The announcement — allowing local school districts to provide in-person instruction full-time to younger students — comes a day after Republican leaders urged the governor to offer that option at all levels statewide and let parents decide.
The move is a step in the right direction, Senate Leader Phil Berger, R-Rockingham, said in a Thursday news release, but the governor should have gone further with his decision.
“His new plan ignores the needs of low-income and exceptional students in middle and high schools for in-person instruction,” Berger said.
On Wednesday, Sept. 16, Berger, along with Lt. Gov. Dan Forest and Catherine Truitt, the Republican candidate for state superintendent, called for schools to fully reopen. A handful of parents took part in the news conference to share their desperation with the remote instruction plans.
Cooper said the move wasn’t connected to Wednesday’s news conference at the General Assembly.
Over the summer, the state told school districts to create three reopening plans, from most to least restrictive. Plan A had the fewest restrictions, allowing in-person instruction with minimal social distancing of students and staff. Plan B required more stringent social distancing and fewer people in the school building.

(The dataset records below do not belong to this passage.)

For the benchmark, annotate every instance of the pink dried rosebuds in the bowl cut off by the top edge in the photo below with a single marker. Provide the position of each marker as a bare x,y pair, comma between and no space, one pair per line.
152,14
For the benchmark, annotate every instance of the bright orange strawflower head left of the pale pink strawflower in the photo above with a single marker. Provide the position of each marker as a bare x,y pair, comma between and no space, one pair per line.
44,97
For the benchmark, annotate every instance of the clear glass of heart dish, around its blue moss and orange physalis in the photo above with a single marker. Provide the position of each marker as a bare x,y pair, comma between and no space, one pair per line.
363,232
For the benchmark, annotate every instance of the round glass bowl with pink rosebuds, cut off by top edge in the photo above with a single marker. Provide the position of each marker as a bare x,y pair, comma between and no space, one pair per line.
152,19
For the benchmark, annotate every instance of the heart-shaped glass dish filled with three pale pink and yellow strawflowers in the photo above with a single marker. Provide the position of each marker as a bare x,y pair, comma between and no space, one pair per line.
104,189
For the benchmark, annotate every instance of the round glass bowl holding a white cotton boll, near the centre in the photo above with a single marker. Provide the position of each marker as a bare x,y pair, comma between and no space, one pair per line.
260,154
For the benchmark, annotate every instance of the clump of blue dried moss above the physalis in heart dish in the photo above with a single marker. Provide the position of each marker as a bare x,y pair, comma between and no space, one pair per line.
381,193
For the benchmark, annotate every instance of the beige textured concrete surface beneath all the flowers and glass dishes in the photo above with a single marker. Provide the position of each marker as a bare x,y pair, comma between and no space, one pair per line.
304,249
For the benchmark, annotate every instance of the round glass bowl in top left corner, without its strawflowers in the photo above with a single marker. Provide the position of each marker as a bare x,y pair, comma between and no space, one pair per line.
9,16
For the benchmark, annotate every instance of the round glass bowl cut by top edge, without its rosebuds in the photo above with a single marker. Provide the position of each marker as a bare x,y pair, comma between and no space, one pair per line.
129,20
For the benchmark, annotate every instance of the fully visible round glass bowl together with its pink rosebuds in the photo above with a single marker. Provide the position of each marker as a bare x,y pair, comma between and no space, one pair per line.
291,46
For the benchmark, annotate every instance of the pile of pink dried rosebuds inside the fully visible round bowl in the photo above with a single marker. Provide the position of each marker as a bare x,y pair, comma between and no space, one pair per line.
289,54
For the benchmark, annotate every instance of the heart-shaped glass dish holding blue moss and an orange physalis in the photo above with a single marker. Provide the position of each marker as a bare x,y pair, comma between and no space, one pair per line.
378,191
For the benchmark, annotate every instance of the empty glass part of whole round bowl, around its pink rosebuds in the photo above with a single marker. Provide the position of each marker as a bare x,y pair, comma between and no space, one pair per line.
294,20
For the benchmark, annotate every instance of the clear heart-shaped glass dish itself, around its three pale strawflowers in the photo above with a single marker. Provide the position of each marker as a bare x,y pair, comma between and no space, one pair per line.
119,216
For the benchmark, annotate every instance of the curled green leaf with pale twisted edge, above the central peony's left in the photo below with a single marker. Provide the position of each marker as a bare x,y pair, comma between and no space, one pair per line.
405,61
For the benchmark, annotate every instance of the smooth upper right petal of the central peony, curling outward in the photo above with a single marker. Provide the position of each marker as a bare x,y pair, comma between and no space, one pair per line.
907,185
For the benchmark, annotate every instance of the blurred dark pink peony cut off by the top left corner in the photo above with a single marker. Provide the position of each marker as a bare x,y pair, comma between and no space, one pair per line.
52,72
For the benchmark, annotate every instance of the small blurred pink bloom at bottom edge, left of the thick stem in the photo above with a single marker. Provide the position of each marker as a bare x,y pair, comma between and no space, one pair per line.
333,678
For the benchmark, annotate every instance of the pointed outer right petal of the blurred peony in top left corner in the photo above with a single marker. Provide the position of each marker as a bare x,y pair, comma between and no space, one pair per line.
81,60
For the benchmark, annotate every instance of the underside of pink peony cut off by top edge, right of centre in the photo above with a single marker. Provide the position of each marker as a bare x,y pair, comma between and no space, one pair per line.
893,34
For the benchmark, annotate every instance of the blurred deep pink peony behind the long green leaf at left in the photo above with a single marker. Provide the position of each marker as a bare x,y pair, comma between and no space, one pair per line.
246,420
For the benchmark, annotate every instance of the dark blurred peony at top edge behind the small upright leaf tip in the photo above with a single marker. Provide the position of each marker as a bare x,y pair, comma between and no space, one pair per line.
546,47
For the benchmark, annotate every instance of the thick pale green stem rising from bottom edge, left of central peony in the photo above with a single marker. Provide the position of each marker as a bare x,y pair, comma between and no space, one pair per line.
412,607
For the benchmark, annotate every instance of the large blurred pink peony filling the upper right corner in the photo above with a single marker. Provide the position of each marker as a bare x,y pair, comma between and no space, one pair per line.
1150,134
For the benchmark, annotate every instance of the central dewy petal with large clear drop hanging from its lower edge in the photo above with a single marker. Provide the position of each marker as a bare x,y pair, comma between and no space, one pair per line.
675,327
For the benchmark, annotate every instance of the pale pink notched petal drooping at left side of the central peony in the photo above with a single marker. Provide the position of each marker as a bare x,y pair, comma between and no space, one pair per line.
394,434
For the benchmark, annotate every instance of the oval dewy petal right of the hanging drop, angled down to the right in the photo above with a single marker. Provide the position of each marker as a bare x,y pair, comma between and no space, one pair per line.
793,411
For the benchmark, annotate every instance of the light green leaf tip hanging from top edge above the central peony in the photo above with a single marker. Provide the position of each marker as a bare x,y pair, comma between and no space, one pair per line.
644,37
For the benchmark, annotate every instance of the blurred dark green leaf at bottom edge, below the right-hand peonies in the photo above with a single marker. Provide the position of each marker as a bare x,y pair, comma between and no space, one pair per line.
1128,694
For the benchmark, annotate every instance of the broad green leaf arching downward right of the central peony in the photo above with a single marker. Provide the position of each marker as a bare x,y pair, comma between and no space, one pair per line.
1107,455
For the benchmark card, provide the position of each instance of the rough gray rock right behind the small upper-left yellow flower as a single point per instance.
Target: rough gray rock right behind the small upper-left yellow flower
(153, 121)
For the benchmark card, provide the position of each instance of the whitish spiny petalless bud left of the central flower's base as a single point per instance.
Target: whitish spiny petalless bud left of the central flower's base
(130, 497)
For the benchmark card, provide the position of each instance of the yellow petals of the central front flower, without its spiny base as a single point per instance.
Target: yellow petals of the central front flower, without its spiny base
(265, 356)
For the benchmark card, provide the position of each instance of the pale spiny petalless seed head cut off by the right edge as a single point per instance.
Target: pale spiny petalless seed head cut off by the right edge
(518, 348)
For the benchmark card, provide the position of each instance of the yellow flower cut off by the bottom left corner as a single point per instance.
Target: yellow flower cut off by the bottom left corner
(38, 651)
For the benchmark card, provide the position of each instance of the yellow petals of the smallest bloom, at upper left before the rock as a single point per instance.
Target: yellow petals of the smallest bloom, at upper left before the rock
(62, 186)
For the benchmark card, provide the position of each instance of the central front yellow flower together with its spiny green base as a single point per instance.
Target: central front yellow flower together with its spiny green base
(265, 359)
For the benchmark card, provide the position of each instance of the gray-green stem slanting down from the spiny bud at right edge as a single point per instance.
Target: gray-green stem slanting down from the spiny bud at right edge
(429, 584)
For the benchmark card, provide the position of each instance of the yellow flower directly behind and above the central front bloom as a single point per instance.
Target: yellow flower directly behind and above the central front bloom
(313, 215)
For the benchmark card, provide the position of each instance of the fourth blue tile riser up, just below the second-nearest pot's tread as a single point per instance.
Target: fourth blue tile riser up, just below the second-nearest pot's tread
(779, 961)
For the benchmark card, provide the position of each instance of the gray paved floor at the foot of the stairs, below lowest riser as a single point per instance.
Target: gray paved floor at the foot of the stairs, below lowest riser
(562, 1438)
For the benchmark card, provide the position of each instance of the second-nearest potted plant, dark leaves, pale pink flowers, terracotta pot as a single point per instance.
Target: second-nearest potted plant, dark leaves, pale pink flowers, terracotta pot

Under Plan C, schools could use only remote learning.
On July 14, Cooper announced school districts could either use Plan B or Plan C. No school district was allowed to offer Plan A, regardless of the COVID-19 metrics in the area.
But now, starting on Oct. 5, school districts can switch to plan A for kindergarten through fifth grade, but older grade levels must stay on either plan B or C.
“We are able to open this option because most North Carolinians have doubled down on our safety and prevention measures and stabilized our numbers,” Cooper said.
Face masks and social distancing are still required under Plan A, but unlike Plan B, schools won’t have to reduce the number of students allowed in the building at the same time.
Neither Cooper, nor Mandy Cohen, the secretary of the state Department of Health and Human Services, gave a timeline for when middle and high schools grades can return to classrooms full-time.